A team of MIT researchers is claiming that its latest AI can accurately predict depression in a person by processing raw text and speech data.
Artificial intelligence (AI) is expected to have a major impact on medical diagnosis in the years and decades to come. One example is DeepMind’s latest system, which can spot more than 50 eye diseases by searching through scanned images of a patient’s eyes.
One area where there has been less development is mental health diagnosis, possibly because of the sheer complexity of the human mind.
However, in a paper presented at a recent conference, MIT researchers revealed a neural network model that they claim can take raw text and audio data compiled from interviews of people to discover speech patterns indicative of depression.
The team said that as a result, when presented with a new subject, it can accurately predict if that person is depressed, without needing to be asked any questions.
Picks up from natural conversation
The researchers hope that this system will allow AI developers to create tools to detect signs of depression in natural conversation.
One suggestion the team made would be that in the future, mobile apps could monitor a person’s text and voice conversations for mental distress, and send alerts.
Tuka Alhanai, first author of the research, said that it is through a person’s speech that we get our first hint of someone’s emotional state.
“If you want to deploy [depression-detection] models in a scalable way … you want to minimise the amount of constraints you have on the data you’re using,” she said.
“You want to deploy it in any regular conversation and have the model pick up, from the natural interaction, the state of the individual.”

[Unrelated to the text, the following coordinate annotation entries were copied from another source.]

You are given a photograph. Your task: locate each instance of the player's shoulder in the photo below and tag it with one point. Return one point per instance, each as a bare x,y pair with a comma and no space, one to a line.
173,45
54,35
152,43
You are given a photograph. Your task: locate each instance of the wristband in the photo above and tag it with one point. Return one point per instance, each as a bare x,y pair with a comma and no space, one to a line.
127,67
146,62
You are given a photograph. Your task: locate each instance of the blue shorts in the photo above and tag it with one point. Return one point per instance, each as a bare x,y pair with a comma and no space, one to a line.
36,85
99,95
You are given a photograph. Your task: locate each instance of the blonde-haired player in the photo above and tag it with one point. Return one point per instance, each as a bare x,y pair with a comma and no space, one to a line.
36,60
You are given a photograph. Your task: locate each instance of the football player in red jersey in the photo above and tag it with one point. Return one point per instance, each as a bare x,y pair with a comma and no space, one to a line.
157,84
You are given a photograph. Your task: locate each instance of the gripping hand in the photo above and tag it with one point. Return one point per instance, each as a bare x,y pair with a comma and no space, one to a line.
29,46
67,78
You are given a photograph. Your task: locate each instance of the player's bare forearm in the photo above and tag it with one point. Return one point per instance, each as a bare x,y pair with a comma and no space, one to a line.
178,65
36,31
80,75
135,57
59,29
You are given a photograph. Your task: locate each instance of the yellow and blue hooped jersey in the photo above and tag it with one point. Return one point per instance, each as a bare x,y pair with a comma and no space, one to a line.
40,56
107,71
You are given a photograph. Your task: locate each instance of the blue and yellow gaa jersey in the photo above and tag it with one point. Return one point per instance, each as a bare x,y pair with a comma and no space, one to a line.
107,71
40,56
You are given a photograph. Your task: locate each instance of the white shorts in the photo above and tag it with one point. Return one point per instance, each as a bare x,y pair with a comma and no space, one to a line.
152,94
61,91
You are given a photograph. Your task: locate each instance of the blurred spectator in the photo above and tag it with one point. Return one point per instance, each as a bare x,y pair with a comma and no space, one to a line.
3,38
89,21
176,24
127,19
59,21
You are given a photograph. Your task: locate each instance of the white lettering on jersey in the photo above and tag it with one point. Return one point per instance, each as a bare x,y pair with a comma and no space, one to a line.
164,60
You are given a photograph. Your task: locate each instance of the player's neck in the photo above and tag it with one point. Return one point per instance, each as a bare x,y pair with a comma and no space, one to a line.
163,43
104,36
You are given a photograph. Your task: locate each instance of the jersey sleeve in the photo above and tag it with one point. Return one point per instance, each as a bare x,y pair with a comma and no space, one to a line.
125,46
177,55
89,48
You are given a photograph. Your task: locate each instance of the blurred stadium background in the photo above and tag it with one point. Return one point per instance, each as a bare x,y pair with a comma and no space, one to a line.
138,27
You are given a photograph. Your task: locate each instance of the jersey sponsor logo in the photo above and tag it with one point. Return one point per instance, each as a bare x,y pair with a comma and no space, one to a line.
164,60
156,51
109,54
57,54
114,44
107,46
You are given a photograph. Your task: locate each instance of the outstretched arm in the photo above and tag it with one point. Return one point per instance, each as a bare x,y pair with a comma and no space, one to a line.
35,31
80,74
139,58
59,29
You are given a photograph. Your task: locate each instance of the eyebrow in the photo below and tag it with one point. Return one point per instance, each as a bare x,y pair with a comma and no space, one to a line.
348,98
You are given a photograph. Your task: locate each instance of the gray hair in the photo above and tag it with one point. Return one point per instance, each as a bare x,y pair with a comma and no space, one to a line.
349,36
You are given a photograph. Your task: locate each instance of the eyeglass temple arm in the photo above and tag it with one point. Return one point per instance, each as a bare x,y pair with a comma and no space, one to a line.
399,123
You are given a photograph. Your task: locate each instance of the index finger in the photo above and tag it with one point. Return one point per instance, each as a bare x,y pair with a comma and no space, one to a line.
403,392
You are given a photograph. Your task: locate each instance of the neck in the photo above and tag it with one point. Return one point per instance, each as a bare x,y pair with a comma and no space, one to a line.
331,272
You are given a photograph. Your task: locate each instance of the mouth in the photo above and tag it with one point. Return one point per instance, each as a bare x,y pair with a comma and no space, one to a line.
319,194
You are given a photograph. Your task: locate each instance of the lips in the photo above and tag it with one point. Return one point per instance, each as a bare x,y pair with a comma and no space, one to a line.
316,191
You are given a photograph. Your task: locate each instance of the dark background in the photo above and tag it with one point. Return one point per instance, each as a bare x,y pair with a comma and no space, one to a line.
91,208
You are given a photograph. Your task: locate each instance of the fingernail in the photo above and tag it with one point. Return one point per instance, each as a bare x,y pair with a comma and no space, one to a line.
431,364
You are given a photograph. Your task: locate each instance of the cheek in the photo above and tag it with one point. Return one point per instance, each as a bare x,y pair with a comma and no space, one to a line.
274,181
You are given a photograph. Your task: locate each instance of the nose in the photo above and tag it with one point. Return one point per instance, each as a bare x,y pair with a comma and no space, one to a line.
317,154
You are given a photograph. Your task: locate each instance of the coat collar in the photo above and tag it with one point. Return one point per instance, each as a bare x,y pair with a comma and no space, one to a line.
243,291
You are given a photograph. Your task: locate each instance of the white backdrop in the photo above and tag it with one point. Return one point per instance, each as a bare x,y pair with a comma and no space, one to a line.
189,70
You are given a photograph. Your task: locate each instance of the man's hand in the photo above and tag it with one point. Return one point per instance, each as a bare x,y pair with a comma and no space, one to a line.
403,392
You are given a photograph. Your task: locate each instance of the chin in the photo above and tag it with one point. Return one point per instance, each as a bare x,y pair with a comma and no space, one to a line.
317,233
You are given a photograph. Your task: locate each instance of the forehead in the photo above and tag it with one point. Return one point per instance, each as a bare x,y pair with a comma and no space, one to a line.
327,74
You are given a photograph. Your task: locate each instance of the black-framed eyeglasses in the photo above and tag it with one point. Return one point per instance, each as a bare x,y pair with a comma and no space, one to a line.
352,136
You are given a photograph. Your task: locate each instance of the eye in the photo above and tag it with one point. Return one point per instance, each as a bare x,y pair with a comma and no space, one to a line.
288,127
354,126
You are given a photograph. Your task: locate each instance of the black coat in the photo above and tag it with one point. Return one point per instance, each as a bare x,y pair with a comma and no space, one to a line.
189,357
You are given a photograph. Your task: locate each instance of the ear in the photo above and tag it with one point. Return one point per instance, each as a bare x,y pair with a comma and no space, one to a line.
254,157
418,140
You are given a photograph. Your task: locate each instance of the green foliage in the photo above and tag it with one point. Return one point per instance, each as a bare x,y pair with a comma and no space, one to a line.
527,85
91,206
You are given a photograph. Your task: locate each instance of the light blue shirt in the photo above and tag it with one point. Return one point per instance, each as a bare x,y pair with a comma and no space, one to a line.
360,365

To build the AI, the researchers worked from a dataset of 142 interactions from the Distress Analysis Interview Corpus containing audio, text and video interviews of patients with mental health issues, and virtual agents controlled by humans.

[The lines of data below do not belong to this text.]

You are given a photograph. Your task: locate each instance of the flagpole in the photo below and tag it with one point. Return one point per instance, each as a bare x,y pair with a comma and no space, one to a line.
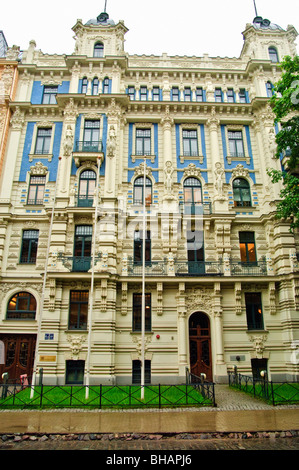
92,283
143,289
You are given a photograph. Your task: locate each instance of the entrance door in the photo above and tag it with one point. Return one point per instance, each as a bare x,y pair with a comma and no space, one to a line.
200,345
19,355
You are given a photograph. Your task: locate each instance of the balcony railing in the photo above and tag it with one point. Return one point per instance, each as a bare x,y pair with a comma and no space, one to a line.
152,268
196,208
257,268
88,147
199,268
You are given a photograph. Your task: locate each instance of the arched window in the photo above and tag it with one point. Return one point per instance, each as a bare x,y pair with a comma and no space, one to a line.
84,85
241,190
98,50
139,191
273,54
22,306
87,185
95,86
192,191
106,85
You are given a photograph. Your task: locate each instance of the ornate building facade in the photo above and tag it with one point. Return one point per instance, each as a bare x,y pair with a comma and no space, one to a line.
97,136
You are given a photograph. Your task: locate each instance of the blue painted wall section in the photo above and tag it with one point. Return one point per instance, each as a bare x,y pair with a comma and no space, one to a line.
38,91
52,166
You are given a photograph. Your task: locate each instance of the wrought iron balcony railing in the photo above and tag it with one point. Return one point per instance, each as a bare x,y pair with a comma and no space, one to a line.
88,147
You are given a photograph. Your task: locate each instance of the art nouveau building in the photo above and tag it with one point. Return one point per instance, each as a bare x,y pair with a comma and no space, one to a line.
222,278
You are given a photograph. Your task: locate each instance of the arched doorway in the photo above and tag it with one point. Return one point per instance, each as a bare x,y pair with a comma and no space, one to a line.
200,345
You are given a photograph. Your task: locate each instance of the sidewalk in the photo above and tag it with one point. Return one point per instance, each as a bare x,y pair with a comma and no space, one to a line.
235,412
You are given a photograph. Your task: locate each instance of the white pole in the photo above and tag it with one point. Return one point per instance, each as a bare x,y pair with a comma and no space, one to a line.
143,289
92,284
43,291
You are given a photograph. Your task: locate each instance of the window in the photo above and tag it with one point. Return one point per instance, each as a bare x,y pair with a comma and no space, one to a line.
95,86
78,311
254,312
137,306
218,95
87,187
175,93
269,88
235,140
91,136
136,372
98,50
22,306
241,190
131,92
29,246
273,54
36,190
199,94
247,248
156,93
242,95
84,85
74,372
143,93
230,95
139,189
190,147
49,96
43,141
143,141
138,246
82,248
106,85
188,94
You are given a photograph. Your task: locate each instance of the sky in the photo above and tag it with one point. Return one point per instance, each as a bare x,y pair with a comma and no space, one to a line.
175,27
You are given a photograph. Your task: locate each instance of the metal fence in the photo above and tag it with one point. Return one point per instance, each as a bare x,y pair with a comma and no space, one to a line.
106,396
276,393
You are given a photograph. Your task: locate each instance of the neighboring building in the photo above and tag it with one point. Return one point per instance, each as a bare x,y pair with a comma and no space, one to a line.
8,84
222,278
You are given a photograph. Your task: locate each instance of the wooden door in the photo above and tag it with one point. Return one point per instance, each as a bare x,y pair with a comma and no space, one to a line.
19,355
200,345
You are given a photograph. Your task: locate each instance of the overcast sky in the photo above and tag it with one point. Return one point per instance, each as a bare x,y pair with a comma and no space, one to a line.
185,27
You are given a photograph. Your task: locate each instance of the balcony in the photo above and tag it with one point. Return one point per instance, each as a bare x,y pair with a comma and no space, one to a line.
196,208
87,150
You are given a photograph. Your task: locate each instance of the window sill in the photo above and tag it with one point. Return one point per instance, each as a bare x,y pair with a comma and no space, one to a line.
46,156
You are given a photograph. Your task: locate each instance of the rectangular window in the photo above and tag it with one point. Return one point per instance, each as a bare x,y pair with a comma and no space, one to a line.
78,311
131,92
175,94
242,95
236,146
143,93
74,373
138,246
230,95
29,246
91,136
36,190
136,372
199,94
188,94
254,312
49,96
43,141
218,95
137,312
156,93
143,141
247,247
190,146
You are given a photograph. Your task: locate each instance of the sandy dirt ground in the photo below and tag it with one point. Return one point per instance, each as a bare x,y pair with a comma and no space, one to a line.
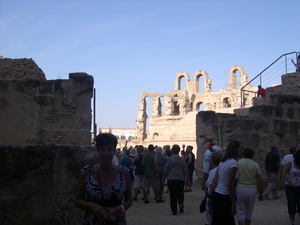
272,212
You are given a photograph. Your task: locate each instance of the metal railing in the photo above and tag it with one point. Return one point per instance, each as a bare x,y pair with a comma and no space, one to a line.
282,65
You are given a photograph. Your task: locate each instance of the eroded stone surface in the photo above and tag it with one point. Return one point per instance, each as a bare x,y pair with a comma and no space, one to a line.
38,111
20,69
38,183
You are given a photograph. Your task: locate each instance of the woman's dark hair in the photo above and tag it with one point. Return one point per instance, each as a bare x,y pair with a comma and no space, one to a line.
175,149
168,153
248,153
297,156
106,139
216,157
231,150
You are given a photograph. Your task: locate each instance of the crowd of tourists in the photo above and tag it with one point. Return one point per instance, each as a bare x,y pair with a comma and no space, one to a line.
231,177
230,180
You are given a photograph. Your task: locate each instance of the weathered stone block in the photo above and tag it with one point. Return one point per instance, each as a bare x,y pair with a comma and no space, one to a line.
280,126
38,183
207,116
279,100
20,69
261,111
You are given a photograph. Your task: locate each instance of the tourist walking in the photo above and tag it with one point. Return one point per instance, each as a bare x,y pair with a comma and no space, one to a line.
215,161
138,172
151,177
175,170
104,190
249,178
125,161
221,196
291,173
272,165
289,157
190,164
206,164
161,162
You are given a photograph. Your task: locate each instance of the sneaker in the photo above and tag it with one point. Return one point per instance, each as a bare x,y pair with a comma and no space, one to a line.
160,201
181,208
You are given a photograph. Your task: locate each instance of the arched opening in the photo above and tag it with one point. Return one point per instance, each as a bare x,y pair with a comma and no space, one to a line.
238,79
148,110
226,103
200,106
182,83
175,106
161,106
200,84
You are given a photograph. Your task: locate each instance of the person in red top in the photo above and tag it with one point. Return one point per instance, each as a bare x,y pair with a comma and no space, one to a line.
261,92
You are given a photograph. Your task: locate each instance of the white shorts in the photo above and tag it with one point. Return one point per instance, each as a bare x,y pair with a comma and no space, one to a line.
245,200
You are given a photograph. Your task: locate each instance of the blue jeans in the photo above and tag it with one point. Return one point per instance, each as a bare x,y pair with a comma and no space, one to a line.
293,198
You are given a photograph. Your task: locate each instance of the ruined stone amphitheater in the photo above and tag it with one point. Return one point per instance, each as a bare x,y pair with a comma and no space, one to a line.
45,131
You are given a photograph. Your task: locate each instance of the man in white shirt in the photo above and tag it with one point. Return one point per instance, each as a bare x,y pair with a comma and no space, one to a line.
288,158
206,161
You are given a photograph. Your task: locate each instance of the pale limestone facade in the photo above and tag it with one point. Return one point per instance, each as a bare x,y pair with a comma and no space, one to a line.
34,110
174,113
271,120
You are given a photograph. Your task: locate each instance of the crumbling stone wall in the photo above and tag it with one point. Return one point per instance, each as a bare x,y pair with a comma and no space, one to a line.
272,120
20,69
38,183
34,110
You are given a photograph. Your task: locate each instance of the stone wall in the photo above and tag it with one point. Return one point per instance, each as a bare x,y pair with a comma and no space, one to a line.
34,110
272,120
38,183
174,113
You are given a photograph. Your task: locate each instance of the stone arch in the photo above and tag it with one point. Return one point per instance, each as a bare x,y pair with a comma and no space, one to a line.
227,102
178,79
176,109
232,77
207,81
197,106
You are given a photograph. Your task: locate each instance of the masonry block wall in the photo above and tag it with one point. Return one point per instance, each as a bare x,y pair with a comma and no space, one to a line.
38,183
272,120
34,110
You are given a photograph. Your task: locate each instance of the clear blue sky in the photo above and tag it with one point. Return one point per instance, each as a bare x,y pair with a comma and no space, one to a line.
134,46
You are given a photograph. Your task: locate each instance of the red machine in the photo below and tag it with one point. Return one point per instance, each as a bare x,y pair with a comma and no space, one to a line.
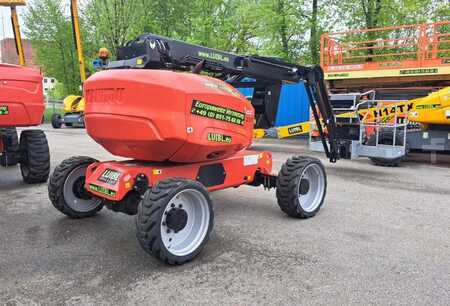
187,135
22,105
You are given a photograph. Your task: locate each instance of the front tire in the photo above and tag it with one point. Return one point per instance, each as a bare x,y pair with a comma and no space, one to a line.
34,156
174,220
301,187
66,189
10,140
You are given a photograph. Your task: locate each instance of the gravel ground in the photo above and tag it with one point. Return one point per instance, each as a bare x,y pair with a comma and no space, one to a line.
383,237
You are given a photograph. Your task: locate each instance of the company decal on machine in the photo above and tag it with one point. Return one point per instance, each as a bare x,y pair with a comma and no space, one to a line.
207,110
214,56
215,137
428,106
4,110
109,177
103,190
418,71
295,130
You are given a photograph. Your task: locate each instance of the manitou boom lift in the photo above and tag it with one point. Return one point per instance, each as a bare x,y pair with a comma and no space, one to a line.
188,134
22,105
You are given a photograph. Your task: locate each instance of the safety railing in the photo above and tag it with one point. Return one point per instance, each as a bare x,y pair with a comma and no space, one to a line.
408,46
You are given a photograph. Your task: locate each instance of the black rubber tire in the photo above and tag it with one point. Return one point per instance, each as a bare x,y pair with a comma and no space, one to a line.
56,121
34,156
287,186
150,214
10,139
386,137
56,187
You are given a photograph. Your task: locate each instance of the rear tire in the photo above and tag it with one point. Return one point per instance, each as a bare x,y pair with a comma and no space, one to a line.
34,157
174,220
66,189
56,121
10,156
301,187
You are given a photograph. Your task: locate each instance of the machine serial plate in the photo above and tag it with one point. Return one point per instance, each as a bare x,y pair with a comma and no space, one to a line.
110,177
4,110
103,190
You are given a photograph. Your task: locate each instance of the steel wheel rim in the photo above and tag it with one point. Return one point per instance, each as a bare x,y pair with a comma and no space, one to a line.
312,199
76,203
187,240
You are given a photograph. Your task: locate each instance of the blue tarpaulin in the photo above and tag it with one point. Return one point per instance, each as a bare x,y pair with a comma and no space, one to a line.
293,106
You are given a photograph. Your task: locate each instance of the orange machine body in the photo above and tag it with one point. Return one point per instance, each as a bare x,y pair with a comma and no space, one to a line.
21,96
158,115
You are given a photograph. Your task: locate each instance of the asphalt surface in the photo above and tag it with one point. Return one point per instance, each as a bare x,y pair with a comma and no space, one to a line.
383,237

More difficult to detect from audio
Of all the subjects who took part in the study, 20pc were originally labelled as depressed. Under testing, the AI was able to accurately predict whether a person labelled as depressed was clinically diagnosed as such 71pc of the time.

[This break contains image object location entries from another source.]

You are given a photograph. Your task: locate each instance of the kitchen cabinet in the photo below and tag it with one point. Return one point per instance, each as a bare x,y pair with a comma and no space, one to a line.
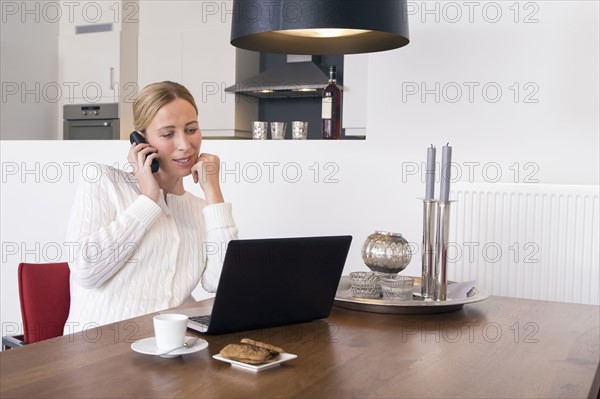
356,94
98,55
196,53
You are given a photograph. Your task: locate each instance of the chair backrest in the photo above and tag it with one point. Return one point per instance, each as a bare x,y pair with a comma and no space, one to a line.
44,291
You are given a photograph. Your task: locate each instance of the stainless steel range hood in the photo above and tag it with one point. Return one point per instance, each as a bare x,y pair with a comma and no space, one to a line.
300,76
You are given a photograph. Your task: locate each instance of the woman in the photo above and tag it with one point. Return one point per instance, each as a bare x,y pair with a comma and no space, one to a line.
144,243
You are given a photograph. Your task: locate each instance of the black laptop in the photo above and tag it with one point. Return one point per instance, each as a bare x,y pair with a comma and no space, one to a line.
273,282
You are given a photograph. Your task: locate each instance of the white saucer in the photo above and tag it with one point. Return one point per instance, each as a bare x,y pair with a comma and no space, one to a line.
147,346
284,357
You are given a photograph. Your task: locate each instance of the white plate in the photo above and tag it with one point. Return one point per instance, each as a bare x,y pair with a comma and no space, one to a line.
147,346
284,357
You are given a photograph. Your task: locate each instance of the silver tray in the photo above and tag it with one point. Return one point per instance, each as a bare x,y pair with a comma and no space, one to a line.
458,294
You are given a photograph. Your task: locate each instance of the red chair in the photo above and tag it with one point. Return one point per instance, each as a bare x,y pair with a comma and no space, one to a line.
44,292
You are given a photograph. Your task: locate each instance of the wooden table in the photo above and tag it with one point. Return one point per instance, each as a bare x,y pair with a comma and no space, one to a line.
501,347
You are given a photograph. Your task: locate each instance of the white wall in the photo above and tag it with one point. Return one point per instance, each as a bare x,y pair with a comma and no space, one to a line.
29,71
552,141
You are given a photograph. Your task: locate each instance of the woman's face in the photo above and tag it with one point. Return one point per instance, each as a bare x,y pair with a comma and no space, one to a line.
175,133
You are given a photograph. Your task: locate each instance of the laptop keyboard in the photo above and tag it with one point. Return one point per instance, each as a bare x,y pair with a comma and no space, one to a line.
201,319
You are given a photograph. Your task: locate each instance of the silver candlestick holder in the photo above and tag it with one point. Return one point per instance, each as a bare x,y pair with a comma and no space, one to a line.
440,280
428,247
434,259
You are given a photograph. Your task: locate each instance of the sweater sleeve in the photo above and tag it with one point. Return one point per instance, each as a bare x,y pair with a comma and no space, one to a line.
220,229
103,238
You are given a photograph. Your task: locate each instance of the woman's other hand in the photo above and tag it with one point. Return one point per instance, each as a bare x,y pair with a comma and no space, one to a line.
206,171
140,157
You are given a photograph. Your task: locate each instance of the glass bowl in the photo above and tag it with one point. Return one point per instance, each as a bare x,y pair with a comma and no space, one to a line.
365,285
397,288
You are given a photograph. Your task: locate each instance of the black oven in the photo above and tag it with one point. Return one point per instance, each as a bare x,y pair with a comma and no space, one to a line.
91,122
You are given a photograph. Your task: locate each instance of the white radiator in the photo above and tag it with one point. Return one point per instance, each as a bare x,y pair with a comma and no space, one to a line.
527,240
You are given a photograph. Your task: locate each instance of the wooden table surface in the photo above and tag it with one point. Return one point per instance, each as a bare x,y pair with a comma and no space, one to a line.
501,347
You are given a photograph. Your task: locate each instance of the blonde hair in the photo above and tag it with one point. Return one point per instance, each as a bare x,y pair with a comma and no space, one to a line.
153,97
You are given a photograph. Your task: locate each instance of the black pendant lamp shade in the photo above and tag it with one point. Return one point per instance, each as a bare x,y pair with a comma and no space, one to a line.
319,26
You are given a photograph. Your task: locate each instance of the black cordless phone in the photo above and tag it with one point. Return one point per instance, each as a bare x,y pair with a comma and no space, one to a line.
135,137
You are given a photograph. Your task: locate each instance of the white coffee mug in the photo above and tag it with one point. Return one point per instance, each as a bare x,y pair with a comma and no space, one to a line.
169,330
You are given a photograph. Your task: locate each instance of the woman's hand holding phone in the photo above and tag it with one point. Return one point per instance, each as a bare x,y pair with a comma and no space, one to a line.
140,156
206,171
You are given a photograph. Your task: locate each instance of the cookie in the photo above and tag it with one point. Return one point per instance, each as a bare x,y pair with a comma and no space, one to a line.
246,353
275,350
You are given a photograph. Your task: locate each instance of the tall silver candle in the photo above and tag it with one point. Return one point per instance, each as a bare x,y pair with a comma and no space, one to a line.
429,212
445,173
430,173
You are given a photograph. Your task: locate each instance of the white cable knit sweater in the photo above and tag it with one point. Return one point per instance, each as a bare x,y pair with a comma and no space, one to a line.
133,256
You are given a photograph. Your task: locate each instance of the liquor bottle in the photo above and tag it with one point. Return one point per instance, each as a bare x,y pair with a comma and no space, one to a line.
331,107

One of the key findings from the research, the team said, was that the AI needed considerably more data to detect depression from audio than text. With text, it could detect depression within an average of seven question-answer sequences, compared with 30 when it analysed audio.
“That implies that the patterns in words people use that are predictive of depression happen in [a] shorter time span in text than in audio,” Alhanai said.
Looking to the future, aside from making the AI more accurate, the team said it wants to test it with other cognitive conditions such as dementia.